I wasn't asking to be hired
I wasn't begging to be mentored
I just made a simple promise
To show him 3 novel ideas he probably hadn't thought of yet
Ideas that, once he confirmed I wasn't lying about their potential
He could easily use any of the 3 to grow his wealth (not get rich, because he already had "fuck you money")
And all it would take is just 20-minutes of demonstration?
The fact that my "20-minute guarantee" tied in perfectly with my short and selfless pitch?
Clearly, I wasn't just someone who knew he was a no-nonsense businessman who placed a lot of value on his time
I was someone who also valued my time.
And believe it or not,
That's a strong selling point when you're dealing with the rich.
In addition to not being needy
Or making bogus claims
Or feeling entitled
Or coming across as someone who doesn't know what they're talking about (but pretends to be an expert)
Helps to keep these in mind
Whether your prospect is Super rich or NOT.
Also, something else I'd like to point out — regarding the psychological framework behind that pitch, is...
It was a benefit-pitch
Let me explain:
95% of the pitch was about him.
And what he stood to gain.
The only part of that pitch that had anything to do with me was:
The part where I mentioned I had just relocated to his City (Which made him see I wasn't so far away from him and as such, meeting physically kinda made sense)
And then at the end when I put my name.
And my official title:
Direct Response Copywriter (to establish common ground as I knew he was — and still is — the best Copywriter on the continent)

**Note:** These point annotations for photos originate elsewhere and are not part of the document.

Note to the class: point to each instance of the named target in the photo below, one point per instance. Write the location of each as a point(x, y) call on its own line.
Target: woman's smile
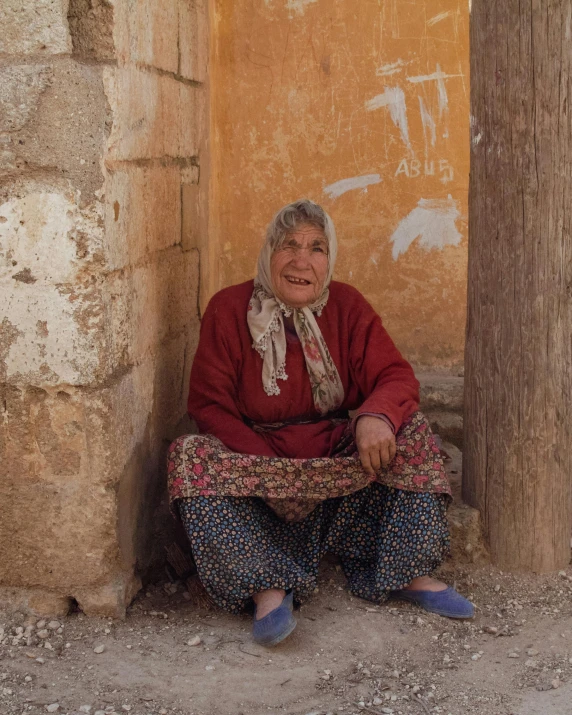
point(300, 266)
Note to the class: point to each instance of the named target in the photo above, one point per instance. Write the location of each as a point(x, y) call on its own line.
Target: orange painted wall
point(371, 93)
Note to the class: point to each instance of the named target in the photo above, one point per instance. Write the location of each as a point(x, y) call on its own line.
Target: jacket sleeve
point(384, 377)
point(213, 385)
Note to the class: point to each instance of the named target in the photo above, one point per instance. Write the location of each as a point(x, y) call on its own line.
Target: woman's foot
point(273, 623)
point(267, 601)
point(436, 597)
point(426, 583)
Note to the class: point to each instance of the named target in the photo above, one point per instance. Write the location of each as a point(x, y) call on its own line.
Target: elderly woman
point(280, 474)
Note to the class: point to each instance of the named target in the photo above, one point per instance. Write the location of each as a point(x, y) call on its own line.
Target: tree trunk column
point(518, 365)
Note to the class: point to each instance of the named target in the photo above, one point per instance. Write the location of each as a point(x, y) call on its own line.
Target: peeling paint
point(355, 182)
point(299, 6)
point(432, 221)
point(391, 68)
point(394, 99)
point(316, 104)
point(438, 18)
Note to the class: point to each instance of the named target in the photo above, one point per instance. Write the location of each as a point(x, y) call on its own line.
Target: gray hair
point(293, 215)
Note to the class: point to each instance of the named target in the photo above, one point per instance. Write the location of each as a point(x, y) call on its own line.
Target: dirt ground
point(347, 656)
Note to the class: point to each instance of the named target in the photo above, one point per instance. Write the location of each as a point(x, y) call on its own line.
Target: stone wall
point(103, 178)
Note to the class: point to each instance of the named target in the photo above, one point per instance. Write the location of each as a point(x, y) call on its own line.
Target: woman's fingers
point(385, 458)
point(392, 450)
point(366, 461)
point(376, 458)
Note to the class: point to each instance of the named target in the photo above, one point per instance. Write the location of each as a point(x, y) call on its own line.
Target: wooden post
point(518, 365)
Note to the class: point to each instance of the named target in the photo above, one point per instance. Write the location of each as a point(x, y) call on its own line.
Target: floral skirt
point(384, 538)
point(200, 466)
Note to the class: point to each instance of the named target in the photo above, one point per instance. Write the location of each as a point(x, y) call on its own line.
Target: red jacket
point(226, 378)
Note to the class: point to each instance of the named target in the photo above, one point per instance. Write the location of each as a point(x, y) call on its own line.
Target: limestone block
point(67, 127)
point(193, 39)
point(53, 328)
point(66, 453)
point(153, 116)
point(448, 425)
point(441, 392)
point(34, 27)
point(467, 542)
point(143, 213)
point(91, 28)
point(20, 90)
point(59, 536)
point(146, 32)
point(152, 303)
point(191, 197)
point(43, 437)
point(36, 601)
point(110, 600)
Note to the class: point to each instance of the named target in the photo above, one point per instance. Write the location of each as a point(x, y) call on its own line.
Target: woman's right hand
point(375, 442)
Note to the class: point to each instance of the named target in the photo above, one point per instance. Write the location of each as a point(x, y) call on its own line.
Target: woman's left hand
point(375, 442)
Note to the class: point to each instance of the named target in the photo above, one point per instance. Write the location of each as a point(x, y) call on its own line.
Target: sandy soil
point(346, 656)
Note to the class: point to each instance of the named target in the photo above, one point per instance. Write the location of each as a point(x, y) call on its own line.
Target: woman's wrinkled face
point(300, 266)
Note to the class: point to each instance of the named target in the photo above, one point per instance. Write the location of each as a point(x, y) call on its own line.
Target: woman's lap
point(200, 465)
point(384, 538)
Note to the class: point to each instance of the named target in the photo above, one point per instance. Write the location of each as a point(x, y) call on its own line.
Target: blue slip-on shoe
point(447, 603)
point(276, 625)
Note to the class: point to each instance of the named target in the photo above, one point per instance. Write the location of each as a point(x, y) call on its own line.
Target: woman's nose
point(300, 257)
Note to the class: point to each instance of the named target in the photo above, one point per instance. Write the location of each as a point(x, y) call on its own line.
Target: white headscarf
point(266, 322)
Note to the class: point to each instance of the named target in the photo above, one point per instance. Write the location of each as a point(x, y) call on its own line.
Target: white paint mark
point(429, 129)
point(355, 182)
point(298, 6)
point(394, 99)
point(391, 68)
point(437, 18)
point(439, 76)
point(433, 222)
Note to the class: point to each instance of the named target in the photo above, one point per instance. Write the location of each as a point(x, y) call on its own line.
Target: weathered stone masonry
point(103, 184)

My point, if there's any, is simply this:
Always put the prospect first.
Make the pitch about what's in it for them
And what they stand to gain
And go straight to the point:
Never ever use hype in your pitch.
Never come across as needy
And avoid being unnecessarily "formal"
It makes people think you need 'em more than they need you
Tomorrow, I'll tell you the first thing I learned from Ronald.
The email will be titled "Ronald Nzimora (Part 3)"
P.S: I had a death scare yesterday.
Thanks to Bena and Funmilayo,
Life is short ,
Helps to make the most of the little time you have here.